Laila Kudsiova, Alison Bienneman, Katharina Welser, Frederick Campbell, Stephen Hart, Helen C. Hailes, Alethea B. Tabor and M. Jayne Lawrence

Institute of Pharmaceutical Science, King's College London, UK

Abstract:

Gene therapy offers great promise for the treatment of dementias and other neurological disorders, however various obstacles such as overcoming the blood brain barrier and targeting the required cell population while achieving good vector distribution and transfection remain a major challenge. In this work the use of anionic versus cationic lipopolyplexes (formulated using DNA, anionic lipid bearing a short polyethylene glycol (PEG) chain to confer steric stability and a cationic bi-functional targeting peptide designed to condense the DNA and improve its cellular intrenalisation through targeted receptormediated endocytosis) was investigated upon convection enhanced delivery (CED) to the brain. CED is a technique used to inject the nanoparticles to a specific region of the brain under positive hydrostatic pressure. Since CED relies primarily on the generated pressure gradient rather than diffusion, a wider, more homogeneous distribution of the particles is achieved.

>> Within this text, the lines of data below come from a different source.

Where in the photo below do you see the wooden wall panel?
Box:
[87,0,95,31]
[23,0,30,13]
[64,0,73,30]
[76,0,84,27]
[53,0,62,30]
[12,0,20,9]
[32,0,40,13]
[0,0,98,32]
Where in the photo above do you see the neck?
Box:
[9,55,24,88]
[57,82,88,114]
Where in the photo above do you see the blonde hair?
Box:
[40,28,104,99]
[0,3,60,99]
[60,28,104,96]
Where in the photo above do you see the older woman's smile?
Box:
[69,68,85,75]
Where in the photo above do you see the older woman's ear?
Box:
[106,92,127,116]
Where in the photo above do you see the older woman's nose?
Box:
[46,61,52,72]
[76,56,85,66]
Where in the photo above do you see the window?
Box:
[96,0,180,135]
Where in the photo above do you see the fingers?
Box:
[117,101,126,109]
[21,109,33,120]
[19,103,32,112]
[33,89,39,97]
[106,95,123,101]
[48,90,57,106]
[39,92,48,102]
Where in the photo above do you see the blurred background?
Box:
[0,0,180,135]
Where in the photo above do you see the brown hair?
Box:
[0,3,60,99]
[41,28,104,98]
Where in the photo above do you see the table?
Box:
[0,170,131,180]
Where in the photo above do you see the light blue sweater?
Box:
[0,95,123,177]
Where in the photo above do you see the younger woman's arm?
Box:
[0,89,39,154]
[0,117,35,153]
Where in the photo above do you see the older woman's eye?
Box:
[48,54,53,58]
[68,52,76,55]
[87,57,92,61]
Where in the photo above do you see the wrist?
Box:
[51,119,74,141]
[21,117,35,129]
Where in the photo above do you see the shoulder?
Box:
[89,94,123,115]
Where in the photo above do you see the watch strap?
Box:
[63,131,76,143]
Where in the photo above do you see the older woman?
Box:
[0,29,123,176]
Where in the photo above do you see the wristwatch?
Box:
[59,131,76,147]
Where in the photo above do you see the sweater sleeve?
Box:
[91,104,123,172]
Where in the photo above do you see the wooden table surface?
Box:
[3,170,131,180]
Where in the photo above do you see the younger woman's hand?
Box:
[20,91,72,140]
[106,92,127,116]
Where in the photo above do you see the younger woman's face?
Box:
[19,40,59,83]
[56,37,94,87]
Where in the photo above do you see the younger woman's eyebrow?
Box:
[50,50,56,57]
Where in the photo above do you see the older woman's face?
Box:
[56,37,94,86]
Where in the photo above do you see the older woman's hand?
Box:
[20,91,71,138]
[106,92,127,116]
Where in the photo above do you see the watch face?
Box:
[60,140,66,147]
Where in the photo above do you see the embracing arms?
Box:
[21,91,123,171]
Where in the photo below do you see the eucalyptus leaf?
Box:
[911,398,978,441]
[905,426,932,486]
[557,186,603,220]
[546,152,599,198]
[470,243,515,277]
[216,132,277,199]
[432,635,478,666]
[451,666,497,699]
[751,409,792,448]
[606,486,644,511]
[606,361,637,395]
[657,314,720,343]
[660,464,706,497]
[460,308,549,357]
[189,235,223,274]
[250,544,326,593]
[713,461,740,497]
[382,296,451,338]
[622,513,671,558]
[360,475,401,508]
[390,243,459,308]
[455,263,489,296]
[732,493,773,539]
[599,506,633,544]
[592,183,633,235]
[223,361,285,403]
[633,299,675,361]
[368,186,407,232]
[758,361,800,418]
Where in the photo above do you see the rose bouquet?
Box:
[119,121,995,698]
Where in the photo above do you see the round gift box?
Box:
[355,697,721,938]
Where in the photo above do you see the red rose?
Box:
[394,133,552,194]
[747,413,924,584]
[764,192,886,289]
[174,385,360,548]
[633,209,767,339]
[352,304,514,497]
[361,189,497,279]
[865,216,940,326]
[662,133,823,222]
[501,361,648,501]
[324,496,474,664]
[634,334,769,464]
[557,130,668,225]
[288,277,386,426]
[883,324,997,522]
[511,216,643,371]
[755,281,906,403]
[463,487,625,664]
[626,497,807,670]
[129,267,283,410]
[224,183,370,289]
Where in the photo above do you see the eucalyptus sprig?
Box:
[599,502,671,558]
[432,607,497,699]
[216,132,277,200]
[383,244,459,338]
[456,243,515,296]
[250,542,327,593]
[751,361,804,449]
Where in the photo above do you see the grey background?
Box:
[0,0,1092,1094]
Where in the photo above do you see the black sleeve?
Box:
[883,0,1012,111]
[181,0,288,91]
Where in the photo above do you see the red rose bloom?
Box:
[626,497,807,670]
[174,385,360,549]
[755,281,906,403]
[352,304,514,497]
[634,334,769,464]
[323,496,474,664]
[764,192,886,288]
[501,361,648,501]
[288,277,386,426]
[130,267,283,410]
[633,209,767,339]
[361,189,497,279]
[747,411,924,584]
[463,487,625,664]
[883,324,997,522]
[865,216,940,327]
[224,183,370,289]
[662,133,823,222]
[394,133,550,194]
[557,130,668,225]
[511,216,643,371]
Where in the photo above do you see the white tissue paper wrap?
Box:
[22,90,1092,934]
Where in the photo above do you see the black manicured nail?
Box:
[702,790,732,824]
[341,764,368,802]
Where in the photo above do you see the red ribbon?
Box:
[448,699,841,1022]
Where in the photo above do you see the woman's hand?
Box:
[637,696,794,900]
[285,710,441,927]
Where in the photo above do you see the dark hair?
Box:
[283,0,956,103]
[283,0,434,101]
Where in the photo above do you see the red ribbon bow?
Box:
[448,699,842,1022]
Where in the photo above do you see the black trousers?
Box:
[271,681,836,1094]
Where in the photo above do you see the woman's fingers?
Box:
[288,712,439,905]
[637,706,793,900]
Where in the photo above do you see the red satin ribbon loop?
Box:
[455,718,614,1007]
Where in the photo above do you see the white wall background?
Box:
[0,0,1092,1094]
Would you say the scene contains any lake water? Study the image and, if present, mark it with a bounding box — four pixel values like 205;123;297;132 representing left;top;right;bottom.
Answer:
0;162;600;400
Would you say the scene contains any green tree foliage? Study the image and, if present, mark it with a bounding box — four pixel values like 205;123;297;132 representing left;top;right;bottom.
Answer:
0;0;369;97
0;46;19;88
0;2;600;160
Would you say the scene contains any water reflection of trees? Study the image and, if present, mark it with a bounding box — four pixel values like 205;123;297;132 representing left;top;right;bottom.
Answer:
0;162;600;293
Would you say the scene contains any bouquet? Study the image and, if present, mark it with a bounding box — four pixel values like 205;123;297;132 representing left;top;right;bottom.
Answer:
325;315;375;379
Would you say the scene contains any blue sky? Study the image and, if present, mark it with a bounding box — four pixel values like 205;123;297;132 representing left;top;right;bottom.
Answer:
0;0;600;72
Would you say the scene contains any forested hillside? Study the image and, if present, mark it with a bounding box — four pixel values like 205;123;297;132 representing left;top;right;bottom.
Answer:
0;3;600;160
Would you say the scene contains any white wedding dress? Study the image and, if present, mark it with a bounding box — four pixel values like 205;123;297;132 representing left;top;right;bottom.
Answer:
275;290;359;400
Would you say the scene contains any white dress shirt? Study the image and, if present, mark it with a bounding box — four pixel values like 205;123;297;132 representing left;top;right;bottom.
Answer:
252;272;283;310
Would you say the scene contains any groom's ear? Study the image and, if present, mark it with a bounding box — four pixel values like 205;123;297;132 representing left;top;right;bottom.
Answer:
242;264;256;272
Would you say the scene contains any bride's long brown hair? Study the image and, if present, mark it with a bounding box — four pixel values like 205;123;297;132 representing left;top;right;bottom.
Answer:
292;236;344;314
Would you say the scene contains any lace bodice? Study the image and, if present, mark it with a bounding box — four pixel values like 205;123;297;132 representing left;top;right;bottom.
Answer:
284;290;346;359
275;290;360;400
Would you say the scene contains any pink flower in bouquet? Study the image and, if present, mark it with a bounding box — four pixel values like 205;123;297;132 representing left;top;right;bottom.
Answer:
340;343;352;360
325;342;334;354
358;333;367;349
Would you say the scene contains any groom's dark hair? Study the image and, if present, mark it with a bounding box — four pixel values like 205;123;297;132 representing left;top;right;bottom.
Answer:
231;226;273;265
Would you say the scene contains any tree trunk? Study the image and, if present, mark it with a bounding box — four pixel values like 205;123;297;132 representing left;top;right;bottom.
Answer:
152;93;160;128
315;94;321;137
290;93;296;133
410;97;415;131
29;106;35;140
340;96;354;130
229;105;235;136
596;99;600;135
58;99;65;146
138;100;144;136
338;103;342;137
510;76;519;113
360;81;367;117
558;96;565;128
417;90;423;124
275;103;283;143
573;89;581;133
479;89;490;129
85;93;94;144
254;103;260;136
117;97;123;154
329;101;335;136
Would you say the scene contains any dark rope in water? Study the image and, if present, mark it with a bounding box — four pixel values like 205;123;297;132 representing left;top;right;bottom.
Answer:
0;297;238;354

CED injections of fluorescently labelled lipopolyplexes into Wistar rat brain showed that up to 20x larger volumes of distribution were achieved using anionic lipopolyplexes compared to cationic lipopolyplexes after 4 hours of injection, however 48 hours later, the distribution pattern of both cationic and anionic lipopolyplexes was similar. More importantly the transfection efficiency, measured by pGFP expression, was higher in cationic formulations, indicating that cationic lipopolyplexes prepared using anionic lipid, cationic peptide and DNA are promising gene delivery vectors for the treatment of dementias upon CED.